Con lo stile che lo contraddistingue, col motore sciolto dei suoi lenti movimenti di macchina, Villeneuve divarica la prospettiva umana su esseri alieni che sopraggiungono mastodontici ed affascinanti, in un’atmosfera che ricalca volentieri funambolismi horror (non a caso il soggetto è di Eric Heisserer, già alle prese con i remake di Craven e di Carpenter): l’addentrarsi degli impavidi addetti nell’incognita navicella, abilmente sottolineata da un sonoro funzionale e mai impertinente, è essenzialmente un’encomiabile lezione su come rielaborare reminiscenze del cinema del passato con infinita eleganza.
Villeneuve tiene le redini di una narrazione lineare e spedita, intelligentemente abbracciata a dinamiche tensive che mai subiscono rovinosi cali, mentre il mondo scalpita per riconoscere l’identità degli sconosciuti, incappando in errori di diplomazia internazionale che però l'autore finisce per banalizzare eccessivamente (i cinesi guerrafondai? Ovviamente), risolvendoli con sospetta elementarità. Appare chiara l’impronta tutta esistenziale e solo marginalmente scientifica dell’esperimento cinematografico, quando a far da padrona è la rilevanza del linguaggio che esso solo può essere massima arma e strumento di vicinanza al contempo, là dove esseri a forma di polipo non desiderano altro che trasmettere la loro avanzata tecnologia e fondamenta linguistiche raffinatissime che l’uomo, di sovente, decide di interpretare come una chiamata alle armi, a ricordarci come il terrore della diversità sia leitmotif transgenerazionale (in questo caso, universale).
Il discorso fantascientifico funziona, ma risuona poco verticale, in quanto sceglie di raccontare con profondità media e privilegiando la forma al contenuto - che è, infine, solo parzialmente elaborato e sviscerato. L’eterno ritorno in versione ottimista, parrebbe, dove il tempo è, ancora una volta, ciclico (così come è circolare e filiforme ogni ideogramma della nuova esperienza linguistica) e tutto ciò che ha fine ha contemporaneamente anche inizio: a evidenziarlo i flashback che si scoprono flash forward (questo, infine, il twist di Arrival) di una madre devastata dalla perdita della figlia e che, tramite la collisione amichevole degli extra-terrestri, impara una preveggenza da interiorizzare, mentre il film si arrotola e si srotola con una limpidità di superficie apprezzabile e, al contempo, imbarazzante.

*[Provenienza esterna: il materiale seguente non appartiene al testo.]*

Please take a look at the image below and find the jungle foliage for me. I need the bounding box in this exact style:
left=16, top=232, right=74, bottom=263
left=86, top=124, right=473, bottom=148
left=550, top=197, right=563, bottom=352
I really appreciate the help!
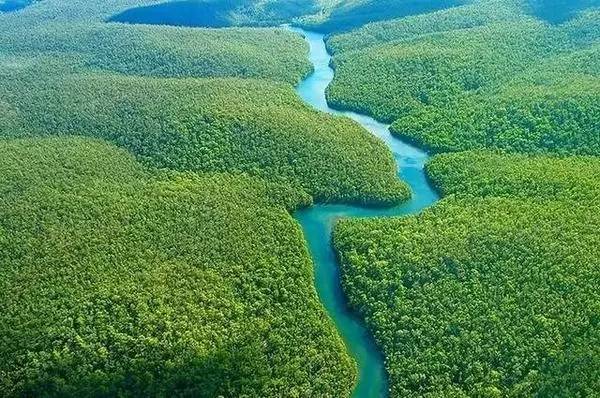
left=298, top=0, right=468, bottom=33
left=0, top=137, right=354, bottom=397
left=0, top=58, right=409, bottom=204
left=110, top=0, right=319, bottom=27
left=0, top=6, right=311, bottom=84
left=334, top=152, right=600, bottom=397
left=328, top=0, right=600, bottom=154
left=0, top=0, right=408, bottom=397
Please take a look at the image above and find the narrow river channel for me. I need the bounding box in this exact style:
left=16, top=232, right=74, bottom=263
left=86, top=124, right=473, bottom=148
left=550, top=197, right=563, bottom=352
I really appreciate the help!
left=290, top=28, right=438, bottom=398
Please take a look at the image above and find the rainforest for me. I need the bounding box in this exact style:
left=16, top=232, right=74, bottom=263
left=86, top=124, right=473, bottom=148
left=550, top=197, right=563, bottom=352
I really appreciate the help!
left=0, top=0, right=600, bottom=398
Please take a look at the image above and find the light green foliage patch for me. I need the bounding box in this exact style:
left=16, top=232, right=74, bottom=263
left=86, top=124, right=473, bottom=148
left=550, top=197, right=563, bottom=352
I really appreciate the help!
left=0, top=138, right=354, bottom=396
left=0, top=60, right=408, bottom=203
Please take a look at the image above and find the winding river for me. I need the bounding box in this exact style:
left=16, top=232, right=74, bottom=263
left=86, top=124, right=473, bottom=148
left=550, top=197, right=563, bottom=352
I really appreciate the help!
left=290, top=28, right=438, bottom=398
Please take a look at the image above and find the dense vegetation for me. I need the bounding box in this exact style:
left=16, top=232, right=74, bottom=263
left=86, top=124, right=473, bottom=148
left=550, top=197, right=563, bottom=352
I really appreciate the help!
left=111, top=0, right=319, bottom=27
left=329, top=0, right=600, bottom=154
left=0, top=0, right=408, bottom=397
left=0, top=137, right=353, bottom=397
left=298, top=0, right=468, bottom=32
left=0, top=8, right=310, bottom=84
left=335, top=152, right=600, bottom=397
left=0, top=58, right=408, bottom=203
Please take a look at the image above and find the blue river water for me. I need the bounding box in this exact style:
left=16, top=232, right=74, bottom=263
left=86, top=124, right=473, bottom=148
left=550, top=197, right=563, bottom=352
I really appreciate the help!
left=290, top=28, right=439, bottom=398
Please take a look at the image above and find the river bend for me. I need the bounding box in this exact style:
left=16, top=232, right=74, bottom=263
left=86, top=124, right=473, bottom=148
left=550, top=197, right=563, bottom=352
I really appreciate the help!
left=290, top=28, right=439, bottom=398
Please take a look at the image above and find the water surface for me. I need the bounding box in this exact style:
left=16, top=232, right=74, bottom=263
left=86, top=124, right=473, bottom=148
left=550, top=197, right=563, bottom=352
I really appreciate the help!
left=292, top=28, right=438, bottom=398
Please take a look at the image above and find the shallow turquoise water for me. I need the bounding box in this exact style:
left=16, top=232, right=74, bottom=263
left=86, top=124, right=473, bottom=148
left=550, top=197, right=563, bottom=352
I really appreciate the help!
left=291, top=28, right=439, bottom=398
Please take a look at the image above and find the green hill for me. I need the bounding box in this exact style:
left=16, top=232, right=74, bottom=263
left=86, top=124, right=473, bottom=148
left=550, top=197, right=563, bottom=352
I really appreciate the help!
left=328, top=1, right=600, bottom=154
left=0, top=59, right=408, bottom=203
left=335, top=152, right=600, bottom=397
left=0, top=138, right=354, bottom=397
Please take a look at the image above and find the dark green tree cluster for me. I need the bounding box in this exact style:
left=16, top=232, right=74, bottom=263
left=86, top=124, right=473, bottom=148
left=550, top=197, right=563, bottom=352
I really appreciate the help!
left=0, top=137, right=355, bottom=397
left=334, top=152, right=600, bottom=397
left=0, top=0, right=409, bottom=397
left=328, top=0, right=600, bottom=154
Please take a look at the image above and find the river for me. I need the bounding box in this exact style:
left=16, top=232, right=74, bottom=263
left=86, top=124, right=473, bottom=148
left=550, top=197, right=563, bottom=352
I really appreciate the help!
left=290, top=28, right=439, bottom=398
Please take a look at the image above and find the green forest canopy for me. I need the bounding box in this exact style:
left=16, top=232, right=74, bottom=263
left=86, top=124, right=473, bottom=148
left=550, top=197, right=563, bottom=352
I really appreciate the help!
left=335, top=152, right=600, bottom=397
left=0, top=137, right=354, bottom=397
left=328, top=0, right=600, bottom=154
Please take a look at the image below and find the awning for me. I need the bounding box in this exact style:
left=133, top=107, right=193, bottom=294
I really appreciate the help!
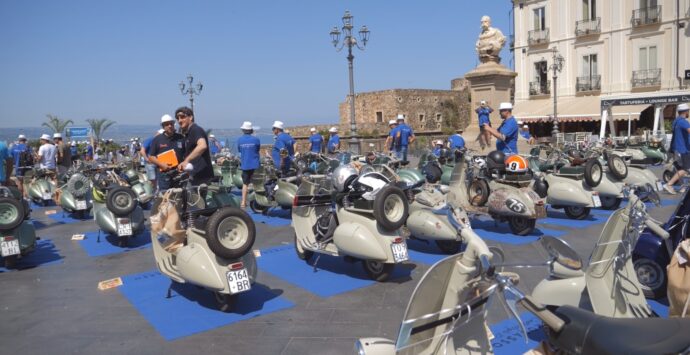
left=513, top=96, right=649, bottom=123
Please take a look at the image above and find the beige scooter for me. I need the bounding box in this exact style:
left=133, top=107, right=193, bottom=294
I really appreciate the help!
left=532, top=191, right=669, bottom=318
left=151, top=164, right=257, bottom=312
left=292, top=164, right=409, bottom=281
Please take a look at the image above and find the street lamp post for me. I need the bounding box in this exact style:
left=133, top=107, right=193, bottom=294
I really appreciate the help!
left=330, top=11, right=369, bottom=154
left=542, top=47, right=565, bottom=139
left=180, top=74, right=204, bottom=111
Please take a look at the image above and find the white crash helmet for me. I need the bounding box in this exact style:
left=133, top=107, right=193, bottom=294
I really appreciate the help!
left=333, top=164, right=359, bottom=192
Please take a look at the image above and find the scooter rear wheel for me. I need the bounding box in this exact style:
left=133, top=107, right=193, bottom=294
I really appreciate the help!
left=362, top=260, right=395, bottom=282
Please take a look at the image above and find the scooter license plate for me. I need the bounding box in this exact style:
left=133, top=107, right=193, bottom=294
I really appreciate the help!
left=117, top=218, right=132, bottom=237
left=226, top=269, right=252, bottom=295
left=0, top=239, right=21, bottom=256
left=592, top=195, right=601, bottom=208
left=391, top=243, right=409, bottom=263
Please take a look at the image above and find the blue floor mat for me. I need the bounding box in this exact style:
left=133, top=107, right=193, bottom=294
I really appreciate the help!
left=489, top=312, right=546, bottom=355
left=118, top=271, right=294, bottom=340
left=471, top=218, right=565, bottom=245
left=48, top=212, right=93, bottom=224
left=79, top=230, right=151, bottom=257
left=539, top=209, right=608, bottom=228
left=0, top=239, right=63, bottom=272
left=257, top=245, right=411, bottom=297
left=407, top=239, right=465, bottom=265
left=247, top=208, right=292, bottom=227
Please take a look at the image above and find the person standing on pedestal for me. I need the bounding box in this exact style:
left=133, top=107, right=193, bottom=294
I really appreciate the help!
left=475, top=100, right=494, bottom=149
left=484, top=102, right=518, bottom=156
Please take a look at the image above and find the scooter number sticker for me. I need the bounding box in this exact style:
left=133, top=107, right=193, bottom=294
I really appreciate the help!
left=226, top=269, right=252, bottom=295
left=592, top=195, right=601, bottom=208
left=117, top=218, right=132, bottom=237
left=0, top=239, right=21, bottom=256
left=77, top=201, right=86, bottom=211
left=391, top=243, right=409, bottom=263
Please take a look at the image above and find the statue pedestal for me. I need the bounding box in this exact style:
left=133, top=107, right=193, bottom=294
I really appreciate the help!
left=456, top=62, right=517, bottom=150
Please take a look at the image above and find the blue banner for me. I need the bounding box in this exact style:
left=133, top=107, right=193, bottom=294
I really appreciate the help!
left=67, top=127, right=89, bottom=138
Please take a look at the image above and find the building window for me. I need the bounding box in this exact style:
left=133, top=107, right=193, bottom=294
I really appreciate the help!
left=534, top=7, right=546, bottom=31
left=582, top=0, right=597, bottom=20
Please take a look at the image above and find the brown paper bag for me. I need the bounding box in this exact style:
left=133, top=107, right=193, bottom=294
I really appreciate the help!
left=666, top=239, right=690, bottom=318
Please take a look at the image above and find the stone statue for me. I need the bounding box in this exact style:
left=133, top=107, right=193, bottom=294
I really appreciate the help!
left=475, top=16, right=506, bottom=63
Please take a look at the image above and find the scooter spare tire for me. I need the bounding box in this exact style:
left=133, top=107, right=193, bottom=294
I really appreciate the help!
left=374, top=185, right=410, bottom=231
left=606, top=154, right=628, bottom=180
left=206, top=207, right=256, bottom=259
left=67, top=173, right=91, bottom=198
left=0, top=197, right=25, bottom=231
left=585, top=159, right=604, bottom=187
left=105, top=186, right=138, bottom=216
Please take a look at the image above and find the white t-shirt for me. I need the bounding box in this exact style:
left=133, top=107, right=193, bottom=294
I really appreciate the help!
left=38, top=143, right=57, bottom=169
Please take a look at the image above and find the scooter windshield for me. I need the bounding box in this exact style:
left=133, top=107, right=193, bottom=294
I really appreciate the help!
left=396, top=254, right=495, bottom=354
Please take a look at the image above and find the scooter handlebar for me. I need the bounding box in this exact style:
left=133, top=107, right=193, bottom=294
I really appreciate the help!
left=644, top=218, right=669, bottom=240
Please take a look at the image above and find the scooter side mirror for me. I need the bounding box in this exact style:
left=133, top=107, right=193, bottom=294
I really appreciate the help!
left=539, top=235, right=582, bottom=270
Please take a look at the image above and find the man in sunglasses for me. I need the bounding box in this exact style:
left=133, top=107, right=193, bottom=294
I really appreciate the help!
left=175, top=107, right=213, bottom=185
left=146, top=115, right=184, bottom=191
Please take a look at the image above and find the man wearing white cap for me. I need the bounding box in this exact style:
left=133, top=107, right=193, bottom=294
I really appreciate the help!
left=328, top=126, right=340, bottom=154
left=664, top=104, right=690, bottom=195
left=309, top=127, right=323, bottom=153
left=38, top=134, right=57, bottom=172
left=12, top=134, right=34, bottom=194
left=386, top=120, right=398, bottom=152
left=271, top=121, right=295, bottom=173
left=237, top=121, right=261, bottom=208
left=474, top=100, right=494, bottom=149
left=394, top=115, right=416, bottom=162
left=53, top=133, right=72, bottom=174
left=146, top=115, right=184, bottom=191
left=484, top=102, right=519, bottom=156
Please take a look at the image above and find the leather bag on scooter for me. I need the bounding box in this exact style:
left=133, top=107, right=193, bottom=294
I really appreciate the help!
left=666, top=239, right=690, bottom=318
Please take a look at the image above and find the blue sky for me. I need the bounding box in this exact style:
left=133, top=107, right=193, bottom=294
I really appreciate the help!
left=0, top=0, right=511, bottom=128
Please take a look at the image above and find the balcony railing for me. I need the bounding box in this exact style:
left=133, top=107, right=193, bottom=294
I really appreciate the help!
left=575, top=17, right=601, bottom=36
left=632, top=69, right=661, bottom=88
left=577, top=75, right=601, bottom=92
left=631, top=6, right=661, bottom=27
left=527, top=28, right=549, bottom=45
left=529, top=80, right=551, bottom=96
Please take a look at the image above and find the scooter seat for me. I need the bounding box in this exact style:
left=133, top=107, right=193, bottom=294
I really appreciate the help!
left=558, top=166, right=585, bottom=175
left=551, top=306, right=690, bottom=354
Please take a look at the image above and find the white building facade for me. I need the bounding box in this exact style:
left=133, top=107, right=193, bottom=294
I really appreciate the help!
left=512, top=0, right=690, bottom=138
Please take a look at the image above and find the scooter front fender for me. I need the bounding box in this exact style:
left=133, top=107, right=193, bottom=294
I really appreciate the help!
left=333, top=222, right=389, bottom=261
left=407, top=209, right=458, bottom=240
left=532, top=275, right=587, bottom=307
left=177, top=242, right=225, bottom=291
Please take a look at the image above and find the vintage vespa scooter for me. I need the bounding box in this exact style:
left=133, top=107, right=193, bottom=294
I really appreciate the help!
left=532, top=188, right=669, bottom=318
left=355, top=202, right=690, bottom=355
left=292, top=164, right=409, bottom=281
left=151, top=164, right=257, bottom=312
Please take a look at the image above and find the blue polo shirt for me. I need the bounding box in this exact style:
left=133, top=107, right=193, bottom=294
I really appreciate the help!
left=475, top=107, right=494, bottom=127
left=496, top=116, right=518, bottom=155
left=396, top=123, right=414, bottom=147
left=0, top=141, right=12, bottom=183
left=237, top=134, right=261, bottom=170
left=328, top=134, right=340, bottom=153
left=673, top=116, right=690, bottom=154
left=309, top=133, right=323, bottom=153
left=448, top=134, right=465, bottom=150
left=271, top=132, right=295, bottom=169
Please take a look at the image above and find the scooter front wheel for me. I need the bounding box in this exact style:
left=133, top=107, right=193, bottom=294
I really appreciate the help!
left=362, top=260, right=395, bottom=282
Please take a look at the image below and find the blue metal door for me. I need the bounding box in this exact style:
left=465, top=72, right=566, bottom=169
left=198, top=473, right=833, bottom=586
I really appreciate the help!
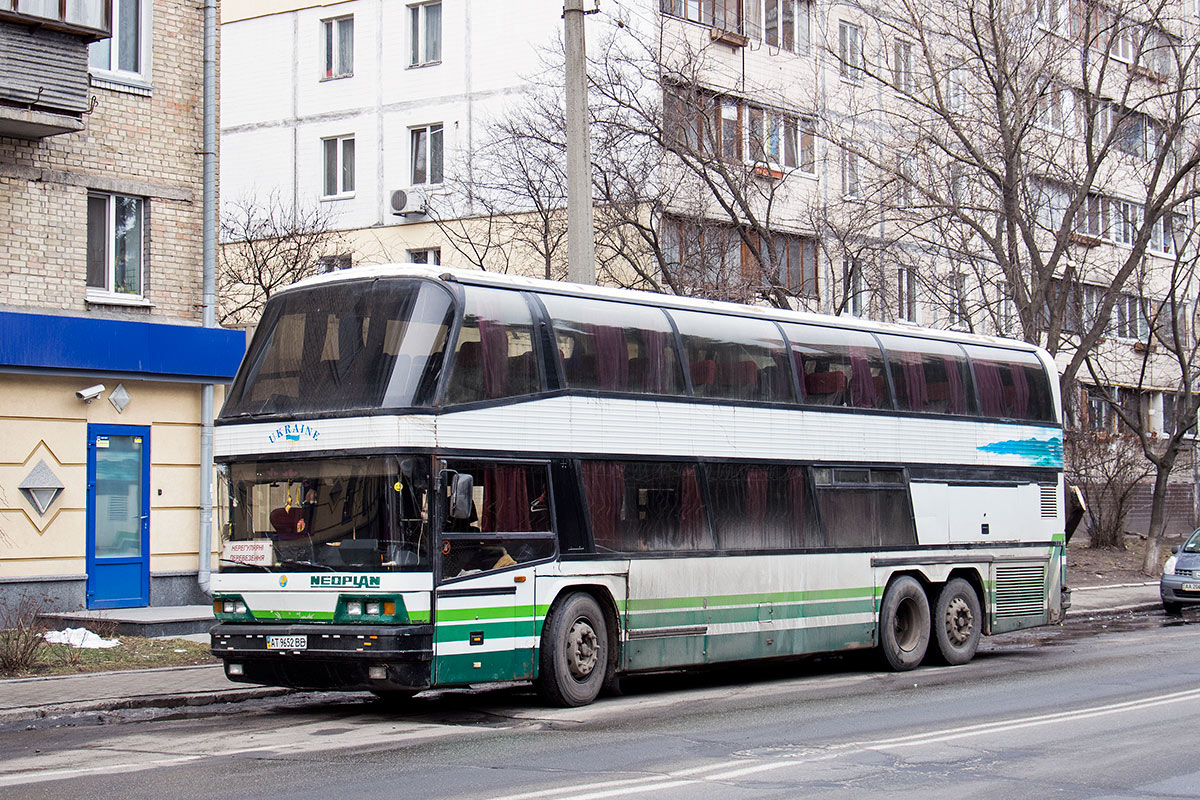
left=88, top=425, right=150, bottom=608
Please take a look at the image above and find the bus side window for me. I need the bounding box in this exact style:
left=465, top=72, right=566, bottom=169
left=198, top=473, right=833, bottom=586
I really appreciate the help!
left=446, top=287, right=542, bottom=404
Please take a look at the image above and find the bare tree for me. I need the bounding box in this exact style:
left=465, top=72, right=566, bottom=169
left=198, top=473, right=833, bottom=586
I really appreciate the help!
left=446, top=12, right=816, bottom=306
left=217, top=192, right=341, bottom=325
left=1086, top=212, right=1200, bottom=575
left=1063, top=431, right=1151, bottom=549
left=840, top=0, right=1200, bottom=387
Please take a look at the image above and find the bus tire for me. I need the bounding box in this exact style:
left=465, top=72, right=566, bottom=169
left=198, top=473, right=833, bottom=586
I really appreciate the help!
left=880, top=575, right=930, bottom=672
left=934, top=578, right=983, bottom=667
left=538, top=593, right=608, bottom=708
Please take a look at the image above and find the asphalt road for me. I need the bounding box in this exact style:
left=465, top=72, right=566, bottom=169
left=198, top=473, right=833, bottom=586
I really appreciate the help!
left=0, top=614, right=1200, bottom=800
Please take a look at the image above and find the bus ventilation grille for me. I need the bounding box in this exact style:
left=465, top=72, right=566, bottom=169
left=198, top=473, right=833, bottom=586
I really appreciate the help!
left=996, top=564, right=1046, bottom=616
left=1039, top=483, right=1058, bottom=519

I quadri si aprono su tetti estetici calibratissimi e levigati, verniciati di una glacialità asettica che impedisce volutamente ogni impronta empatica. Piacere del racconto, quest’opera che mai denuncia una fatica di costruzione. Eppure, fa presto capolinea il dubbio, già quasi certezza, che sia lecito, per l’occhio svezzato, desiderare e pretendere di più dal gioco fantascientifico potenziale.
Laura Delle Vedove
Sezione di riferimento: Festival Venezia
Scheda tecnica
Titolo originale: Arrival
Regia: Denis Villeneuve
Sceneggiatura: Eric Heisserer (dal racconto Storia della tua vita di Ted Chiang)
Interpreti principali: Amy Adams, Jeremy Renner, Forest Whitaker, Michael Stuhlbarg
Musiche: Johan Johannsonn
Fotografia: Bradford Young
Anno: 2016
Durata: 116'
Denis Villeneuve, che nel 2010 approdava a Venezia con La donna che canta, presenta in concorso il suo Arrival, personale sguardo sul soggetto pluri-sfruttato dello sbarco alieno sulla terra, non rinunciando a una classe registica che pare ormai aspettativa dovuta nel guardare al suo cinema. Il pretesto di base è congeniale e saldo: lo sbarco di dodici navicelle ovali su differenti aree terrestri coinvolge i massimi sistemi del pianeta e porta l'esperta linguista Louise Banks (Amy Adams) e lo scienziato Ian Donnelly (Jeremy Renner) ad essere protagonisti (commissionati e volontari al contempo) dell’impresa di decifrarne le intenzioni e, di conseguenza, il linguaggio.
Quella di Villeneuve è una precisa indagine sulla natura dei rapporti tra ogni forma di vita esistente contemplando l’idea, a dir la verità per nulla originale, che “gli intrusi speciali” non giungano nemici ma che presentino, nella loro sagoma di novità “altra”, una predisposizione alla comunicazione pacifica e conciliante e, soprattutto, una modalità intrinseca aperta al dono, laddove il feedback di rimando è meta auspicata e base imprescindibile per ogni sistema di contrattazione valida.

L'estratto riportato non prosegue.